Here are a few ways to Resist:

  1. Discuss what White Supremacy is with your groups and others you feel safe around.

  2. Understand how White Supremacy affects our everyday lives.

  3. Digest the difference between Systemic Oppression and a single, bigoted individual.

  4. Examine your own role in upholding White Supremacy. Have you worked to remove the White Supremacy you were raised with out of your life? If you have not done so then you still carry an immense amount of White Supremacy.

  5. Critically analyze the privilege you gain from the oppression of others.

  6. Really think about the effect of the destruction of white supremacy in your life. What does a world without White Supremacy look like for you? How will that affect your job, your family, your education, your role in society?

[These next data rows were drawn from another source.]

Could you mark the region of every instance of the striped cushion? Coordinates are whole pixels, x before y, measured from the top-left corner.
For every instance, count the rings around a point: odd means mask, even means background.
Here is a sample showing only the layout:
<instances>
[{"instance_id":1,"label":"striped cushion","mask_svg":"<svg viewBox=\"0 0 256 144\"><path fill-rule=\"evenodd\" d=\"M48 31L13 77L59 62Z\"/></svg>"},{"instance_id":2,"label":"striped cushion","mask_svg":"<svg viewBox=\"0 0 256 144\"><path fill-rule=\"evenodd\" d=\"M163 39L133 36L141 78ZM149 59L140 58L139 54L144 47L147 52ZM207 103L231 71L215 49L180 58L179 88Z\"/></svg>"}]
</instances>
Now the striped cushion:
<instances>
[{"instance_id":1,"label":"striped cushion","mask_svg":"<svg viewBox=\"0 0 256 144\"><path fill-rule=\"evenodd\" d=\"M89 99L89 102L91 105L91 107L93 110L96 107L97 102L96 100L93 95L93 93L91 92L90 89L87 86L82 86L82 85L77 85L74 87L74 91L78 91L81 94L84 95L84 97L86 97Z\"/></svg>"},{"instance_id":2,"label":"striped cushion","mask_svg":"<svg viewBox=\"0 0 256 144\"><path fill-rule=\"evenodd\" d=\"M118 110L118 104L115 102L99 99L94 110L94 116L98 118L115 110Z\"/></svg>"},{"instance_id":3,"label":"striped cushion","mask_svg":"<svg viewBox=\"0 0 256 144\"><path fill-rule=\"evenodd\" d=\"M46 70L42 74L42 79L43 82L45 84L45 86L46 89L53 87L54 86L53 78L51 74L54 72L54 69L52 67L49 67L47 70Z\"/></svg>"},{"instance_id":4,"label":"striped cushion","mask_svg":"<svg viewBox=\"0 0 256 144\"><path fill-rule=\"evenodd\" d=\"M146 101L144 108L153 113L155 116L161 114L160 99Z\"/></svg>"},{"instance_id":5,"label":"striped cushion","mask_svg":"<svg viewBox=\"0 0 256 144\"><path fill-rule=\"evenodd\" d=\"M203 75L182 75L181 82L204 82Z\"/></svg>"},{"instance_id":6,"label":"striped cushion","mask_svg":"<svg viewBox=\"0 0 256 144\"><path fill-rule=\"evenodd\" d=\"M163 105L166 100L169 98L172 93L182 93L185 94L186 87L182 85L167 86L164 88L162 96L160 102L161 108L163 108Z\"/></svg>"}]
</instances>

  7. Center the voices that are stifled due to systemic oppression. Invite POC to lead critical thought events, and not just individuals willing to sell you the same White Supremacist Narrative.

These are a few things you can start doing this very moment. Please keep in mind that Millions of POC are calling attention to this every single day. Listen to us.  

9/11 was 16 years ago, but this is a system that has been alive and well for hundreds of years, and we should not let the shadow of that tragedy prevent us from seeing beyond it.